You also have to realize that just like America or most countries in the world with a formal school system, these athletes are in high school or just completed high school. If you were in Kenya, you could actually see these runners when they are unknown winning high school races and that is how Kenyan teams scout for them. Even the high school that I graduated from, which is really poor in athletics, has produced two or three elite runners that won junior championships and they were discovered that way during the national high school meets in 1990s. Superior athletes in primary school are the ones who attend schools known to be good at athletics like Iten. On a side note, we used to have a very fast 10k guy. In fact, he was the fastest 10k guy anyone living then had seen in our school (not an athletics powerhouse school, moreover, our school was also in a district/province that was not very competitive). This guy ends up winning division, district and provincial championships and made it to nationals. Being very ignorant about running in general and times for 10k, the whole school was in devastated and awed when we learned that the fastest 10k guy we had ever seen in our lives was lapped once in the nationals! The only thing I can say is different from US high school system is that in Kenya, you can "repeat" a class if you fail it, so about 1-2% of students graduating may have repeated one class, making them 19 or 20 when they graduate high school. Otherwise, the system is structured so you start primary school at age 7 and finish at 14, and 14 to 18 is high school. In fact, most urban primary school were very adamant that you produce a birth certificate for admission to standard 1 (first grade) although there were exceptions and I started school in the80s!

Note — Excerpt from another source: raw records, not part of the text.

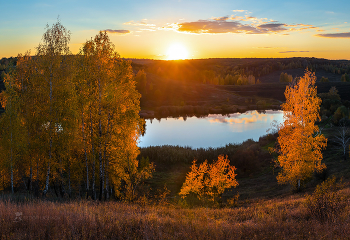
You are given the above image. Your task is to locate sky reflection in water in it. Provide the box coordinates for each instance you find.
[138,110,283,148]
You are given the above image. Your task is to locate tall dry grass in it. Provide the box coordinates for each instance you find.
[0,189,350,239]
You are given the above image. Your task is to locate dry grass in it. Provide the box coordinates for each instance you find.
[0,188,350,239]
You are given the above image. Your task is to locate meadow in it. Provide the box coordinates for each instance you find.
[0,55,350,239]
[0,187,350,239]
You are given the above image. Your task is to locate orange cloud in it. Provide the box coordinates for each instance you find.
[166,15,317,34]
[104,29,130,35]
[315,32,350,38]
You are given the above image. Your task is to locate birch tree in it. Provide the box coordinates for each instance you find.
[276,71,327,190]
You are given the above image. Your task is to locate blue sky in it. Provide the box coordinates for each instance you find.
[0,0,350,59]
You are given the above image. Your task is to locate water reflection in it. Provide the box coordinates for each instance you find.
[139,110,283,148]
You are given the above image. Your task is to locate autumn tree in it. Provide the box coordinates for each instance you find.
[0,67,23,193]
[179,155,238,202]
[76,31,152,200]
[276,71,327,190]
[31,21,75,195]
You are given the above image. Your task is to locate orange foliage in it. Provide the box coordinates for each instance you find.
[277,71,327,185]
[179,155,238,201]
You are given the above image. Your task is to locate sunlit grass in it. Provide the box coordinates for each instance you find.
[0,188,350,239]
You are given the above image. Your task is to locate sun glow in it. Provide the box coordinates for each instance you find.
[167,43,188,60]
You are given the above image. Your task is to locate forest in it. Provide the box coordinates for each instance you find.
[0,21,350,239]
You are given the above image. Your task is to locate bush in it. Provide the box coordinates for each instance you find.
[306,176,345,222]
[179,155,238,202]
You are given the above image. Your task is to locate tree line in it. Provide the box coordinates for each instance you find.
[0,21,154,200]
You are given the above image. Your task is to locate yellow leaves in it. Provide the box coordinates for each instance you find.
[179,155,238,201]
[277,71,327,185]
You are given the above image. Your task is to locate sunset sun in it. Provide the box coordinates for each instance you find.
[166,44,188,60]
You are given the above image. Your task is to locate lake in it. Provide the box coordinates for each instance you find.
[138,110,283,148]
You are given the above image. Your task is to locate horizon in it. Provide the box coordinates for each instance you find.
[0,0,350,60]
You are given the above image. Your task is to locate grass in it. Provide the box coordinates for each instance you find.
[0,188,350,239]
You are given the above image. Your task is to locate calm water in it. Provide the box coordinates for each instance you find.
[139,110,283,148]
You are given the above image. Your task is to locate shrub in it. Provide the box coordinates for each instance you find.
[179,155,238,202]
[306,176,344,222]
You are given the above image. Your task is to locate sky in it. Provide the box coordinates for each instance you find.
[0,0,350,59]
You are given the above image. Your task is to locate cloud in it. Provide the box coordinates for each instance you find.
[177,20,257,34]
[315,32,350,38]
[104,29,130,35]
[128,10,317,35]
[258,23,287,32]
[278,51,309,53]
[164,13,317,34]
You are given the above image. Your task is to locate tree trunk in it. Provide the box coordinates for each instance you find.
[43,153,51,197]
[81,109,89,198]
[90,107,96,200]
[98,79,104,201]
[68,162,72,198]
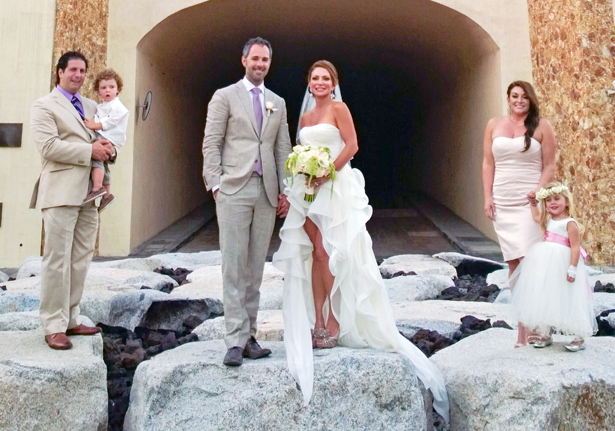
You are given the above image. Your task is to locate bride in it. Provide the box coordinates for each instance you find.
[273,60,448,422]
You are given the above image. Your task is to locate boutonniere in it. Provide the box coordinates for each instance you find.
[265,102,278,117]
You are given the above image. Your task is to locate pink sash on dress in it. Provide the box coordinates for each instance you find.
[542,231,587,260]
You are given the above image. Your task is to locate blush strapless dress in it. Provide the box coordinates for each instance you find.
[273,124,448,421]
[492,136,542,261]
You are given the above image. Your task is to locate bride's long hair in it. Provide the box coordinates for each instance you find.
[506,81,540,153]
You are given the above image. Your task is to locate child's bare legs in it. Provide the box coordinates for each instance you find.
[92,168,104,193]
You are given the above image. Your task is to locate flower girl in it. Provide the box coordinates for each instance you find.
[511,182,597,352]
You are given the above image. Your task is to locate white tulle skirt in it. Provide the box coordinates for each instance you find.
[273,165,448,421]
[511,241,597,337]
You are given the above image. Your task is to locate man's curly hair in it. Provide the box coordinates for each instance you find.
[94,69,124,93]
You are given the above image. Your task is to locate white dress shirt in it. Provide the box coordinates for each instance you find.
[94,97,129,148]
[213,76,265,194]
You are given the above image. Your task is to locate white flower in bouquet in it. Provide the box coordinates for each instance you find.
[284,145,335,202]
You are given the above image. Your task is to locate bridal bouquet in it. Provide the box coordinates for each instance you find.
[284,145,335,202]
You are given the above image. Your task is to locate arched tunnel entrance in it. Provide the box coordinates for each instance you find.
[131,0,502,253]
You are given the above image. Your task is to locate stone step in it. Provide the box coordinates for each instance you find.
[124,341,433,431]
[0,319,107,431]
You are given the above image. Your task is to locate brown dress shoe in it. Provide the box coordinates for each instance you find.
[243,337,271,359]
[222,347,243,367]
[66,324,102,335]
[45,332,73,350]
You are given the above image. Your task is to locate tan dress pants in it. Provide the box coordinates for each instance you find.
[216,174,276,349]
[40,202,98,335]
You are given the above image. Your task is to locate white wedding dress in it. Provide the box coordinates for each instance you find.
[273,124,448,422]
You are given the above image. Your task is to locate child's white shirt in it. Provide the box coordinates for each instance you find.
[94,97,129,148]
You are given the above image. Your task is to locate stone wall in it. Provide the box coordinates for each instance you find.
[528,0,615,264]
[51,0,109,101]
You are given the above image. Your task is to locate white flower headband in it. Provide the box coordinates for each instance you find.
[536,183,570,201]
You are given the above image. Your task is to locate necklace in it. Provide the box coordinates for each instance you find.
[508,115,525,126]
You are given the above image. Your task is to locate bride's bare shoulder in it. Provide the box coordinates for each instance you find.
[299,111,314,127]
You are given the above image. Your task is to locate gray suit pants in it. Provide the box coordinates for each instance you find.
[216,174,276,348]
[40,202,98,335]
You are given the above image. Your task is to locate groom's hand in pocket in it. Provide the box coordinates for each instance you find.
[276,193,290,218]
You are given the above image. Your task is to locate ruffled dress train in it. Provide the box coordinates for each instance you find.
[273,124,448,421]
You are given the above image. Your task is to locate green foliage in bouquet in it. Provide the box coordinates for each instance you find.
[284,145,336,202]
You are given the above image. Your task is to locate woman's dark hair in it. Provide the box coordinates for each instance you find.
[506,81,540,152]
[56,51,88,85]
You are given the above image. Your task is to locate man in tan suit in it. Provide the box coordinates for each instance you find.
[203,38,292,366]
[30,51,115,350]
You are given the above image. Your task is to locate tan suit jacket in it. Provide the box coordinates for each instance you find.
[203,81,292,207]
[30,88,96,209]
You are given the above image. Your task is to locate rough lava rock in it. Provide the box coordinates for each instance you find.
[384,275,455,303]
[433,252,508,277]
[124,341,433,431]
[172,263,284,310]
[594,292,615,316]
[0,319,107,431]
[431,328,615,431]
[81,289,223,332]
[493,288,512,304]
[486,268,510,289]
[0,310,41,331]
[380,254,457,279]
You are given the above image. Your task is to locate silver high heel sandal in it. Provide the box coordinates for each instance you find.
[316,329,340,349]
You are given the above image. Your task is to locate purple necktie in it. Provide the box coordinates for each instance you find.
[250,87,263,175]
[70,96,85,120]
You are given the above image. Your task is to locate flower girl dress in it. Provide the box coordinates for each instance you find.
[511,218,597,338]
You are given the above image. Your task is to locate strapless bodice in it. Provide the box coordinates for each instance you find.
[491,136,542,171]
[299,123,345,160]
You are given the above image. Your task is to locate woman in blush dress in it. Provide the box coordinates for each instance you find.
[483,81,557,347]
[273,60,448,422]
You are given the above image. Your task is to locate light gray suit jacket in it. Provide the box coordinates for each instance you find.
[30,88,96,209]
[203,81,292,207]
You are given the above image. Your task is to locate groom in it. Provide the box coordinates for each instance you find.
[203,37,292,366]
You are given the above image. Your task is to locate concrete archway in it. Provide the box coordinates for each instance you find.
[102,0,531,256]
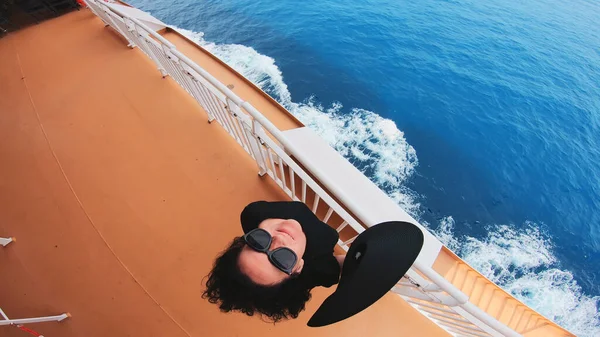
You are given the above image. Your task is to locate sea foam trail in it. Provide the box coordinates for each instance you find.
[177,28,419,216]
[178,28,600,336]
[434,216,600,337]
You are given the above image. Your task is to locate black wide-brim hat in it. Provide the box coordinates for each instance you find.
[307,221,423,327]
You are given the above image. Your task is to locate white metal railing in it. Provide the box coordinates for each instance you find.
[79,0,544,336]
[0,237,71,326]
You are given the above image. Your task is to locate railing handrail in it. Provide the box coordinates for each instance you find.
[86,0,568,337]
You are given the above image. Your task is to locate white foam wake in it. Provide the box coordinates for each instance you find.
[173,29,600,336]
[177,28,419,215]
[434,217,600,336]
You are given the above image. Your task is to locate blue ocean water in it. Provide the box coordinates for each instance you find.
[129,0,600,336]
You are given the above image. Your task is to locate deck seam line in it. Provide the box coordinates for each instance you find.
[11,40,192,337]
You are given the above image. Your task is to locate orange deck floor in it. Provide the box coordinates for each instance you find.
[0,10,446,337]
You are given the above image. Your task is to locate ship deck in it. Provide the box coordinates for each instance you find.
[0,10,447,337]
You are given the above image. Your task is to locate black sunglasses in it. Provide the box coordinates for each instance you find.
[243,228,298,275]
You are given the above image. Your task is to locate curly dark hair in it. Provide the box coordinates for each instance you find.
[202,236,310,322]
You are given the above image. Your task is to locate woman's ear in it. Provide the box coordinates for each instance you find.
[292,259,304,274]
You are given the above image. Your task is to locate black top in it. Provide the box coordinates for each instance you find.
[240,201,340,288]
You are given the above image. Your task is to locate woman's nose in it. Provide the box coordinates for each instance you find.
[270,234,285,249]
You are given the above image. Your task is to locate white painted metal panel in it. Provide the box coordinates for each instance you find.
[283,127,442,266]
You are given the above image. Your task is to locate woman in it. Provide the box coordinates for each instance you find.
[202,201,344,322]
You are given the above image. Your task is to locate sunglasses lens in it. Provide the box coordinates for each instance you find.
[272,247,297,270]
[246,230,271,250]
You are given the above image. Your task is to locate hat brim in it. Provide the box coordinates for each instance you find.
[307,221,423,327]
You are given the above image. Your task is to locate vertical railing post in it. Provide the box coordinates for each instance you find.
[244,119,267,177]
[130,22,169,78]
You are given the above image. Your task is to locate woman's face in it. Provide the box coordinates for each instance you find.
[238,219,306,285]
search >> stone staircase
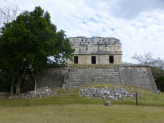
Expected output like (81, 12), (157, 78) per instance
(63, 68), (121, 88)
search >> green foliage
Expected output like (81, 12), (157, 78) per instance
(0, 7), (74, 93)
(0, 72), (10, 92)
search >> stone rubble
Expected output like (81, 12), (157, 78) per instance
(78, 86), (135, 100)
(9, 87), (57, 99)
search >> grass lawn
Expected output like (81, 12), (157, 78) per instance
(0, 104), (164, 123)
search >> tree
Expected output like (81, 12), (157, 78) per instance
(0, 7), (74, 94)
(0, 0), (19, 94)
(0, 0), (19, 26)
(132, 52), (164, 89)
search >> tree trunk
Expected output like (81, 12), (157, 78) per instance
(16, 75), (23, 95)
(10, 73), (15, 95)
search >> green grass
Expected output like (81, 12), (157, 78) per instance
(0, 104), (164, 123)
(0, 84), (164, 107)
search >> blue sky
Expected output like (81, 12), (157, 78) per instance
(0, 0), (164, 62)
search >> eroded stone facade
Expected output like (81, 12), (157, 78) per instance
(67, 36), (122, 64)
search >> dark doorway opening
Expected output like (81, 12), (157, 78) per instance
(74, 56), (78, 64)
(92, 56), (96, 64)
(109, 56), (114, 63)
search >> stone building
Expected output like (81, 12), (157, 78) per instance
(67, 36), (122, 64)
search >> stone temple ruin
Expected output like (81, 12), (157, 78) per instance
(67, 36), (122, 64)
(37, 36), (157, 91)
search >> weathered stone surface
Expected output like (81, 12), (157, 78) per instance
(67, 37), (122, 64)
(78, 86), (135, 100)
(37, 65), (157, 91)
(9, 87), (57, 99)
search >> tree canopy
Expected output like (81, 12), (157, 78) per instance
(0, 7), (74, 94)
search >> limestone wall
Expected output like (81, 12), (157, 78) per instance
(36, 66), (68, 88)
(37, 64), (157, 91)
(67, 37), (122, 64)
(67, 54), (122, 64)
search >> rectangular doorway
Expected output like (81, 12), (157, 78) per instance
(74, 56), (78, 64)
(109, 56), (114, 63)
(91, 56), (96, 64)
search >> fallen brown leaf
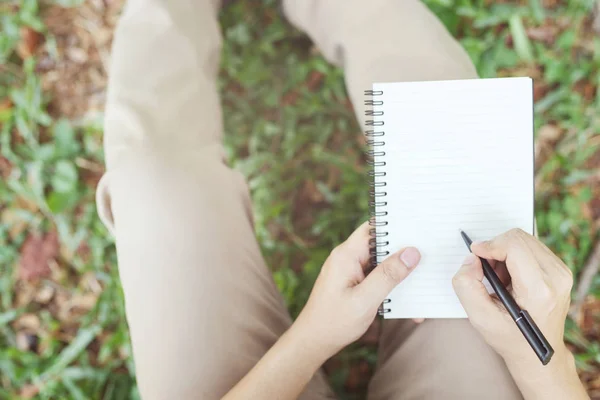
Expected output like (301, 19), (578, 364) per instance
(17, 26), (44, 60)
(35, 285), (55, 304)
(13, 313), (40, 332)
(19, 231), (59, 281)
(19, 384), (40, 399)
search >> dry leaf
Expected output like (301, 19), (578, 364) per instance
(17, 26), (44, 60)
(19, 384), (40, 399)
(13, 314), (40, 332)
(16, 331), (39, 352)
(35, 285), (55, 304)
(19, 231), (59, 281)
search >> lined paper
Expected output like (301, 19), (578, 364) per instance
(373, 78), (534, 318)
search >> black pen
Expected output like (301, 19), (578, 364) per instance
(460, 230), (554, 365)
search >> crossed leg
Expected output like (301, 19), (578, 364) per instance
(98, 0), (519, 399)
(97, 0), (331, 399)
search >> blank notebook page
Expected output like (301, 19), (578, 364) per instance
(373, 78), (534, 318)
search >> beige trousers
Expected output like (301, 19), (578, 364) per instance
(97, 0), (520, 400)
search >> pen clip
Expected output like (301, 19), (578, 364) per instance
(517, 310), (554, 365)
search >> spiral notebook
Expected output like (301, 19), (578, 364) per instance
(365, 78), (534, 318)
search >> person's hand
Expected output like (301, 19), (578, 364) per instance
(292, 222), (421, 361)
(452, 229), (586, 399)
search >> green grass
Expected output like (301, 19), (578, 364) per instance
(0, 0), (600, 399)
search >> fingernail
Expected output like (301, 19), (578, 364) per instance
(463, 253), (477, 265)
(400, 247), (421, 268)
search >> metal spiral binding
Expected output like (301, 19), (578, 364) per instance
(365, 90), (391, 315)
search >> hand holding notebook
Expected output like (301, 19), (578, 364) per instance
(367, 78), (534, 318)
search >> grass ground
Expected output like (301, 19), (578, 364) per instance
(0, 0), (600, 399)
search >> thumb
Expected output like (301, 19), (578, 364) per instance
(357, 247), (421, 307)
(452, 254), (499, 322)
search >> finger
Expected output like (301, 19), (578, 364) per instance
(452, 254), (499, 323)
(471, 229), (543, 287)
(490, 260), (510, 287)
(338, 221), (371, 267)
(356, 247), (421, 307)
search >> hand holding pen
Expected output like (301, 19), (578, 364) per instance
(452, 229), (588, 399)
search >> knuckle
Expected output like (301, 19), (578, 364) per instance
(329, 244), (343, 261)
(538, 284), (556, 305)
(381, 262), (403, 282)
(452, 274), (469, 289)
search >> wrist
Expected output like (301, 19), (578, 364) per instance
(505, 345), (587, 399)
(286, 315), (337, 368)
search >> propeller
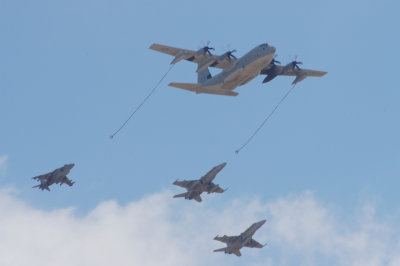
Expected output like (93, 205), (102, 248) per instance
(290, 56), (303, 70)
(199, 41), (215, 55)
(271, 55), (281, 65)
(291, 60), (303, 70)
(225, 49), (237, 60)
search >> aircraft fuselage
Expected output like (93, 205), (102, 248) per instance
(202, 43), (275, 90)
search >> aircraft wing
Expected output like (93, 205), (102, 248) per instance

Another thing is that even if you were born in the bushes of bushes and your parents refuse to get a birth certificate for you, there are other strong indicators of your age. One is circumcision, which for most communities used to be done at age 14. So a whole bunch of you and your age mates are circumcised together.
The points I am trying to make is that in 2013, the chances that a Kenyan doesn't know their exact birthdate, are very slim. That a Kenyan is actually older than they claim to be is not a function of "nobody knows when they were born" but more likely an attempt to age-cheat. I must say though that it is easy to get a fake birth certificate because like I said, you need it to get ID to work in Kenya, and Kenya has influx of refugees who flee camps to enter cities and therefor a huge black market exist. On the downside, Kenyans who fail to get birth certificates shortly after birth can be very frustrated because the government usually very hard on them to prove that they are Kenyans, which is next to impossible in our heterogeneous east africa where Tanzanians and Ugandans and to some Somali, Burundis, Rwandans, Congo guys speak Kiswahili.
Lastly, never judge a kenyan athlete by looking at features and claim he/she is older than they look. Believe it or not, if you took Nairobi kid and rural kid of the same age, you will notice that harshness of rural living immediately. Actually, this is a universal thing where what you have gone through, shows in your body and face.
One question I have is if they are 25 at that point winning junior championships, how comes they run for the next 10 years and still win a couple of races. Look at the current group of top Kenyan runners and go through IAAF junior competitions and you will notice their names (whether they won or not is irrelevant), more importantly, if you looked at Kenyan newspaper reports you are very likely to see when they were in high school.